SAMARU | Living the spirit of the Amazon

By Liz Downes | A Reader’s Essay
In the current edition of Kosmos Journal

On my first night in the forest, I couldn’t sleep. I lay flat on my back, tired yet wide awake, charged with energy. It was the early hour after midnight, pitch black except for the small gleaming lights caused by phosphorescent beetles flying and crawling in the roof of the hut. Earlier there had been a chorus of ‘wooop – wooop’ from tree frogs calling for mates; now only a solitary frog sounded off in a nearby tree, rhythmic as a metronome. Cicadas rang continuous; behind them the silence was wide, deep, profound. 

The above is an extract from an article I wrote in 2016, recounting a journey to the deep Amazon rainforest in Ecuador. This was facilitated by Pachamama Alliance, an international not-for-profit dedicated to ‘changing the dream of the modern world’ through education, support and consciousness-raising. We visited the Sápara, a small indigenous tribe of around 500 people whose territory is under direct threat of oil exploitation. At the beginning of 2016, that same year, the Ecuadorian government had signed the entirety of their land over to a Chinese oil company.

During our visit, we learned about the Sápara cosmovision of living in complete connection with the natural world. A world in which everything – every tree, every stone, every river, even the petroleum under the ground – has a spirit, and all spirits are connected into the pattern of one great spirit that permeates all matter and all life. This is called samaru, and it cannot be accessed through the mind. It can only be understood through the heart.

(image) The Sápara told us that for the forest’s spirit to remain intact and healthy, the oil has to be left in the ground. They told us to go back to our countries and talk to everyone – friends, family, organisations, governments – about the threats, not only to their land, but to all the Amazon. In that way, through consciousness-raising, we would be able to help them survive.

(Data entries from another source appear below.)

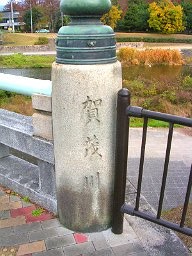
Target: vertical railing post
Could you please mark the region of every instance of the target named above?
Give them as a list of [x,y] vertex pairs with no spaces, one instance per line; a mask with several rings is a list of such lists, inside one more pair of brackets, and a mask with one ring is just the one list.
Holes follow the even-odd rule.
[[125,202],[129,118],[126,108],[130,105],[130,92],[121,89],[117,99],[117,124],[116,124],[116,153],[115,153],[115,183],[114,183],[114,205],[112,232],[121,234],[123,232],[123,213],[121,206]]

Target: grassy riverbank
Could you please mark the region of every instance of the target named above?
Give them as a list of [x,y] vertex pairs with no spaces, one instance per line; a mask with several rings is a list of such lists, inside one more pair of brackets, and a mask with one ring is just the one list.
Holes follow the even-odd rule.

This year I am again in Ecuador, working on a project reforesting 25 hectares of land in the ‘high Amazon’, the headwaters, where rivers gather water from storms and glaciers in the Andes and merge to create the great waterways – the Napo, the Pastaza – that eventually flow over the border and onwards to the Atlantic. I write about these experiences because here I live the Earth’s calling. Here is one of the most crucial projects that I, as a human, can be involved in at this current time: the project of saving the Amazon rainforest, its trees, ecosystems, spirit. For if the Amazon continues to be destroyed at the current rate, a global warming catastrophe within our lifetime will become impossible to avoid.

(image) I have always wanted to physically be in the places of my spirit. It has never been enough to read about something and not touch the thing about which I have just read. When I was ten, I formed an ambition to visit the Amazon. My connection to tropical rainforests survived for a long time only in a fantasy story, which was first published for a school project, and then kept growing. I am still writing it. I was living as far away from my dream as possible. My home is in Tasmania, in the southern ocean. But in 2013 I finally saved up and went to South America, following a calling I had barely begun to understand.

In the land of the Achuar people, close to the Ecuador-Peru border, I had my ‘initiatory experience’ in the rainforest. A year later, I knew that I had been changed irrevocably. I had purpose; I had dedicated my life to helping heal the planet, and I was committed to returning to Ecuador, to continue what I had begun there.

So in 2016 occurred the second journey, one week with the Sápara, learning about their gentle way of life. Through the day’s activities – floating down the river in a canoe, sampling the foods of the forest – I opened gradually into the samaru, that vibration of life that can only be heard through the heart. The Sápara told us they were opening their world to outsiders because unless Westerners come to truly understand the spirit of the rainforest, they will not act to save it. “Our message needs to be heard; it is for everyone, for the Earth.”

Now, as I write, the Amazon is all around me – not the deep primary rainforest, but an emergent paradise, the salvaging of land devastated by irresponsible farming. The trees are growing, and the rivers are starting to run clean again. I am learning about agroforestry, traditional medicines and sustainable livelihoods, about the different strands of the ‘Amazon project’ – strands that, when woven together by many committed people, will bring the forest back to full strength. This is my way of facing the apocalypse: to be here, living, learning, healing. I can be nowhere else right now.